Arriba, sobre la escalinata, con las gorras caídas sobre las caras, los brazos en jarras, las piernas separadas, los uniformes usados y vividos, los instructores nos miraban como a un rebaño manso y lamentable, mandaban cubrirse, ar, firmes, ar, derecha, ar, descanso, ar, esas cabezas más altas, cojones, los pechos hacia afuera, que parecéis tísicos, el taconazo más fuerte, que se os rompan los talones, las manos pegadas al costado, que os duelan cuando las bajáis. Nos dejaban en posición de firmes, en una actitud de expectativa y de peligro, como a punto de dar una nueva orden, queriendo tensar hasta el límite los segundos de espera, la inmovilidad y la rigidez perfecta y la geometría de las filas. Verían cuerpos desiguales, mal vestidos, mal hechos, aposturas exageradas de marcialidad, de dejadez o desesperación secreta, de abyecto entusiasmo, caras de amontonaos y de empanaos y de verdugos y víctimas, caras pálidas de universitarios o de pobres miopes y caras angulosas y cobrizas de campesinos: todos igualados por las líneas rectas de la formación, uniformados por las guerreras y las gorras caqui, pero sobre todo -imagino ahora, queriendo ver lo que ellos veían desde arriba, lo que les mostraba su arrogancia- por la ilimitada vulnerabilidad de nuestra cobardía y nuestro desamparo.

Pasamos la tarde guardando cola ante los lavabos para que nos raparan.
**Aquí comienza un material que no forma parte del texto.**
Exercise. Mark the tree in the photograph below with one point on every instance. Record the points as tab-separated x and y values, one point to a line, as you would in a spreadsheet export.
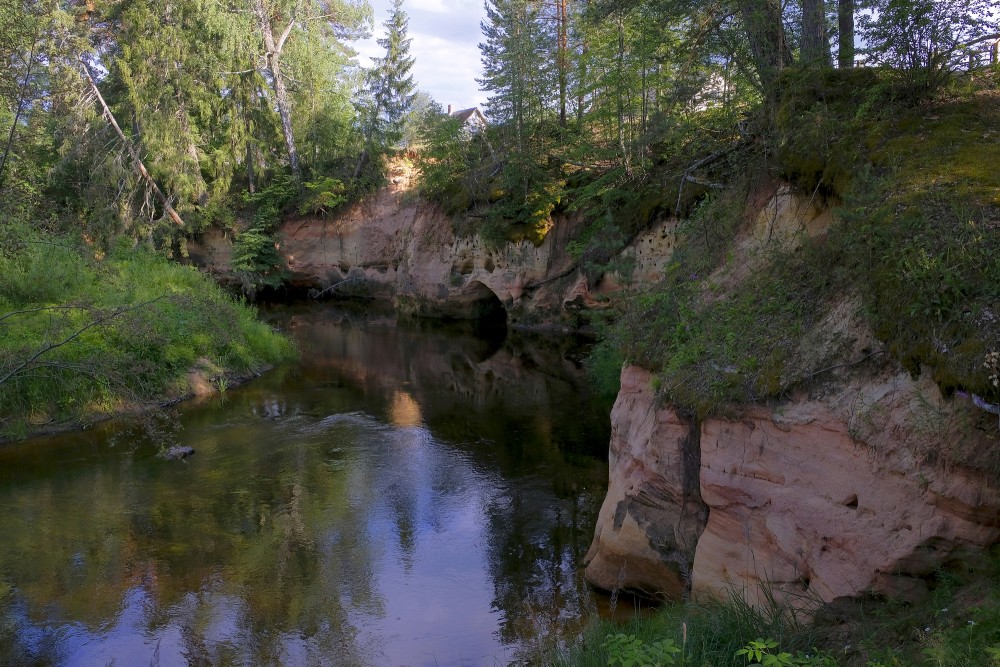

Los instructores eligieron al azar a cuatro o cinco reclutas, le dieron a cada uno unas tijeras y un peine y sin más preámbulos les ordenaron ponerse a la tarea. Había charcos de agua y de orines sobre las baldosas sanitarias, y bajo las suelas de nuestras botas empezó a extenderse una maraña inmunda y lanosa de mechones cortados de cualquier manera. Los cráneos rapados acentuaban el efecto clónico de los uniformes, nos reducían más aún a una identidad colectiva y numérica: sin el pelo, los rasgos y las miradas se afilaban, pero al mismo tiempo perdían misteriosamente su individualidad, tal vez porque se les borraba por completo el pasado. La cara que yo vi esa noche al lavarme los dientes en el espejo del lavabo tenía en los ojos la expresión de quien mira a un desconocido: no era yo mismo descubriendo lo que habían hecho de mí durante un solo día en el ejército, era otro mirándome, era un recluta rapado y asustado mirando con extrañeza y recelo a quien yo había sido antes de llegar allí, veinticuatro horas antes, en otro mundo, en el pasado inmediato y lejano.